What books does Christopher Hitchens recommend?
Five Influential Books by Christopher Hitchens You Should Read
- god is not Great: How Religion Poisons Everything.
- Mortality.
- The Portable Atheist: Essential Readings for the Nonbeliever.
- Letters to a Young Contrarian.
- Arguably: Selected Essays.
How do I write like Christopher Hitchens?
I recently wrote a tribute piece on Christopher on his 8th death anniversary.
- Is writing something you can’t not do.
- Find a voice.
- Write more like the way you talk.
- Don’t depend on booze.
- Write to please yourself.
- It matters not what you think, but how you think.

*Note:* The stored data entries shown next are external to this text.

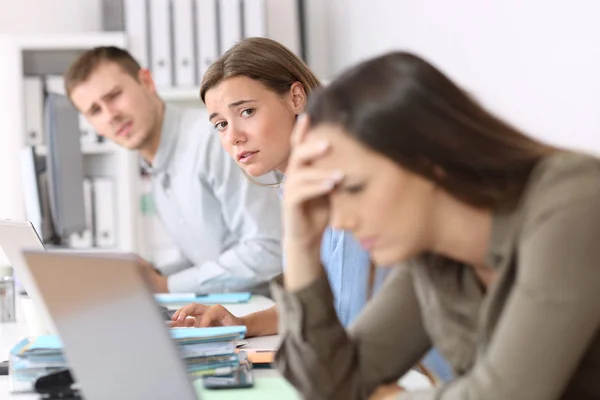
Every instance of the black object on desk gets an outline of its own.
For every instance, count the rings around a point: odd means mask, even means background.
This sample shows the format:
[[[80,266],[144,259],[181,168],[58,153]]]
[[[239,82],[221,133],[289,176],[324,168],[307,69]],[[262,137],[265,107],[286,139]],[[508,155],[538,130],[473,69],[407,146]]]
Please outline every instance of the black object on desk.
[[[35,391],[44,400],[83,400],[68,369],[44,375],[35,381]]]
[[[8,375],[8,361],[0,363],[0,375]]]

Why read Christopher Hitchens’s “a secular life”?
Citing contemporary scientific theories and discoveries, Hitchens expertly crafts his case in considering the merits of a secular life of reason and empirical understanding, rather than faith. It is definitely a book that will rouse its readers into discussion with high-tension topics such as radicalism and the folly of blind faith.
How does Hitchens use humor in his writing?

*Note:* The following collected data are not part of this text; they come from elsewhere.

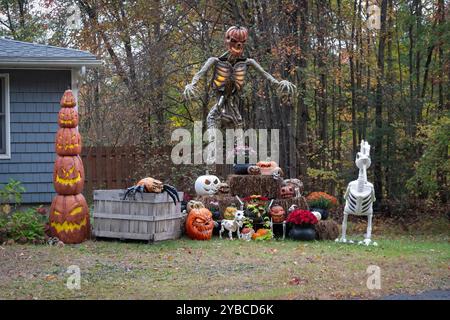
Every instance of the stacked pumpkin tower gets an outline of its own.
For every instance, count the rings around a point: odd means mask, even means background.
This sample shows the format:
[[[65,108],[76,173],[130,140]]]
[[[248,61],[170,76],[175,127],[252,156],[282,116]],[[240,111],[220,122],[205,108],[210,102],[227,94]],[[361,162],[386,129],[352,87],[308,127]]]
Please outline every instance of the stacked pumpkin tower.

Hitchens, who believed as a rule of thumb with humor; that if you worry that you might be going too far, you have already not gone far enough, uses his sarcastic wit to introduce, amuse and seduce the reader “Owners of dogs will have noticed that, if you provide them with food and water and shelter and affection, they will think you are god.
What is Hitchen’s philosophy of atheism?
Another of Hitchen’s more provocative book titles, this collection of works once again advocates a life of godlessness by presenting arguments from the wide spectrum of atheism; from the sceptical agnostic to the firm rejecter of faith. All of the essays are formulated to extol the ideals of secularism.
Who is Christopher Hitchens’s Karl Marx?
Charles Dickens, J.G Ballard, and Karl Marx are among the names discussed as Hitchens offers new perceptions of these legendary figures with an insight accrued by an individual with formidable skill, experience and understanding of the human condition.